The relations between the two countries further soured after Turkey sent its troops into northern Iraq. Turkey said the deployment was a part of a routine rotation guide to Iraqi volunteer forces to retake Islamic State group-held Mosul city. Ankara halted sending of the forces after Baghdad’s warning.

Iraq's Ambassador to the U.N. Mohamed Alhakim said that Baghdad and Ankara were working to resolve the troop deployment issue. He also added that the Turkish troops crossed the border illegally and "we have made it very clear that what came through the border has to go back," AP reported.

Churkin asked if the deployment was in the interest of Iraq and fighting ISIS then "why not ask for permission of the government of Iraq?"

Turkey's U.N. Ambassador Halit Cevik, meanwhile, said his country was "very respectful of the territorial integrity, sovereignty of our neighbor," according to AP.

Russia reportedly said Monday that it will not impose further sanctions on Ankara.

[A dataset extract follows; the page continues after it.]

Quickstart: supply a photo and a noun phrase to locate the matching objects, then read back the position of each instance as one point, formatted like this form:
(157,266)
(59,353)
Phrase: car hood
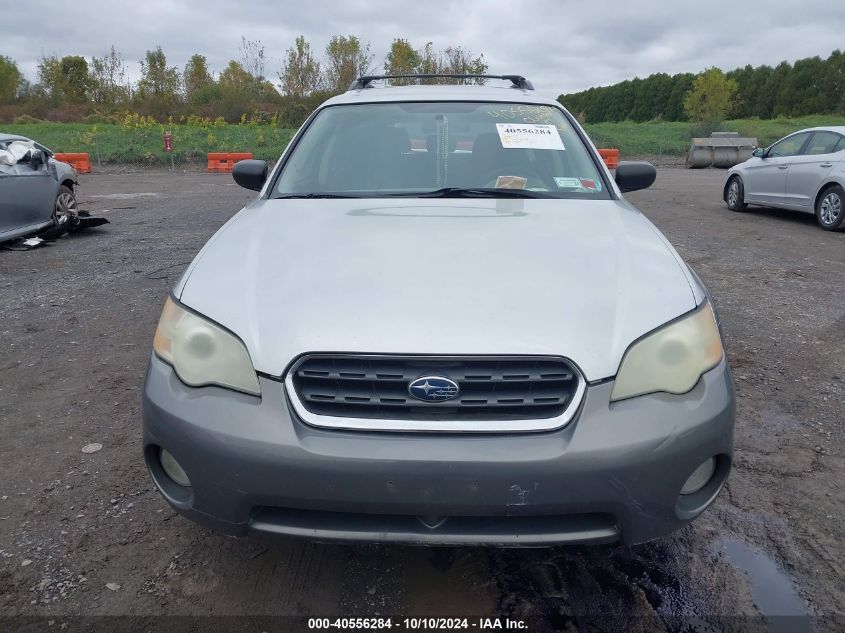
(575,278)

“The risk of people’s presence on a territory that is dangerous, and the risk of that danger being brought here — those are significant factors,” Alexei Ulyukayev, Russia’s economic development minister told Russian newspaper Vedomosti. “In my view, the visa regime that we are introducing will remain in place for a long time. But tomatoes don’t carry that risk, so [the ban on their imports] can be the first thing to be abolished.”